Over 60 years ago, Vue magazine called Soho “the world’s wickedest square mile”. It wasn’t because of its all-round badness; rather specifically the sort that is appearing to entice the elderly couple shown in the photo on the home page. It’s par for the course. There are four main north-south streets in the heart of Soho, running from Oxford Street down to Old Compton Street. From east to west, these are Greek, Frith, Dean and Wardour. I’m told that when taxi drivers are learning the ‘Knowledge” (their mental map of central London) the mnemonic by which they ensure they get them in the correct order is ‘Good For Dirty Women’.

OK, so this is an acquired form of fantasy, but it is part of what Soho peddles. A smallish photographic exhibition in the West End brings some of this to life. Called Shot in Soho, it is an agglomeration of materials from the 1960s through to earlier this century taking in strippers relaxing between shows (it probably won’t wholly shock you to know that the first thing you notice is not the nudity but the smoking) to late-night police raids; from black-and-white portraits to the rather gaudy set-up shot depicted below.
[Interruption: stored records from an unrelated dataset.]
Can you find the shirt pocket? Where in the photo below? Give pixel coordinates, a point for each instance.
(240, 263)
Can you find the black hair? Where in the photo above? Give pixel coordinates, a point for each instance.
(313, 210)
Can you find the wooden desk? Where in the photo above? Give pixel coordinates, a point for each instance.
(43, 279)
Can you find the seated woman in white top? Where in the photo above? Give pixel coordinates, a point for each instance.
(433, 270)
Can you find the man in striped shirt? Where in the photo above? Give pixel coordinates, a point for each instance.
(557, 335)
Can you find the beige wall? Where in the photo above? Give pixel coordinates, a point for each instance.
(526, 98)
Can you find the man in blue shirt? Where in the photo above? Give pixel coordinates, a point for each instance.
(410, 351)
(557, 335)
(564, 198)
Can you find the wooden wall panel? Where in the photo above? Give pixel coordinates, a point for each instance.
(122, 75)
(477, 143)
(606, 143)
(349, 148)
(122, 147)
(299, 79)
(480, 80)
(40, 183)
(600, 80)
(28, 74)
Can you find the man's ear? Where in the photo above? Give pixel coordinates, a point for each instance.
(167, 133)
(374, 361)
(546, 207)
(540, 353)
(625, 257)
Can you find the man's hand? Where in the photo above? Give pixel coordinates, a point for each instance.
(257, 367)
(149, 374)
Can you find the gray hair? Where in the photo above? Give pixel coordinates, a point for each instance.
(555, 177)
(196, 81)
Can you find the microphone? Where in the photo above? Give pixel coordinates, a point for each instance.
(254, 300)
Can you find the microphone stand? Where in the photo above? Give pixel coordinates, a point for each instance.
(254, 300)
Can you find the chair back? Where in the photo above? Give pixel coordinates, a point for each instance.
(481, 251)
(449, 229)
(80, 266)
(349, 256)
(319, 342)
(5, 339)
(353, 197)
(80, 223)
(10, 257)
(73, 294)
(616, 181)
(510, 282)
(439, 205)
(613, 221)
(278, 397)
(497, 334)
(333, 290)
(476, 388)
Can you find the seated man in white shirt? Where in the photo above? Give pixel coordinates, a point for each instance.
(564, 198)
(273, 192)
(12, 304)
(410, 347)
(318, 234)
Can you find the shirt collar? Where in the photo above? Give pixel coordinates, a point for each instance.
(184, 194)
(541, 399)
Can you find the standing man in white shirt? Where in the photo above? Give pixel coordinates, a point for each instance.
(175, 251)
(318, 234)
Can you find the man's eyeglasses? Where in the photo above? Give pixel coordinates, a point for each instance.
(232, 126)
The William Klein photo for the front cover of the Sunday Times magazine’s story about Soho in 1980

Although they are of similar size, there is no confusing this with the other square mile in the capital – i.e. the City of London. But the differences are gradually becoming less marked. Coffee bars now outnumber sex shops; trendy new offices are springing up; the construction of the (oft-delayed) Crossrail network and its hub at Tottenham Court Road is sure to have an impact on the character of the area. But there are still the famous old pubs, such as the Coach and Horses in Greek Street, immortalised by Keith Waterhouse’s play Jeffrey Bernard Is Unwell, the part of the eponymous writer originally being taken splendidly by Peter O’Toole. (The title was the excuse given in The Spectator when Bernard had gone on one of his notorious benders and was thus unable to file his copy; Bernard himself lived nearby in Berwick Street.) There are the modern clubs, like the Groucho and Soho House, both in Dean Street. Sitting inside or outside at Bar Italia in Frith Street you could indeed feel as if you’re in Italy. The thing is that while Messrs Bernard, O’Toole and Waterhouse are no longer with us, Soho remains very much alive.

The Shot in Soho exhibition is at the Photographers’ Gallery, 16-18 Ramillies Street, London W1 until February 9.